With the IVDR, the European Commission has now (finally) defined software requirements as well. However, the result is far from ideal.

• Numerous wordings are misleading, and references are unclear.
• The requirements do not adequately differentiate the risks. They are too high for non-critical devices and too low or at least too vague for critical ones.
• Due to these technical errors, the authors endangered the “harmonization capability” of IEC 62304. Deliberately?
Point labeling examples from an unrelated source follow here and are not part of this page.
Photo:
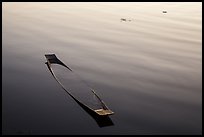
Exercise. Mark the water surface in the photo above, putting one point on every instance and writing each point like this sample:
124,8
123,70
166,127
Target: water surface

• It is incomprehensible why the requirements for medical devices (MDR) are partially different from those for in-vitro diagnostics (IVDR).
• After 25 years, the term “validation” is clearly defined for medical devices. What does the IVDR do? It reintroduces exactly this unfortunate wording (“The documentation shall provide evidence of software validation. This information shall include […] the results of all verifications, validations […]”).
• The choice of requirements seems arbitrary. Why do the authors focus on mobile platforms? Because they have become owners of one? The authors do not address the real challenges where “guidance” would have been desirable. Not a word about bioinformatics. Not a word about artificial intelligence.

The EU Commission certainly did not provide more clarity on software with the IVDR. Perhaps the Commission should examine its own regulations, which deal with requirements for competence and quality assurance.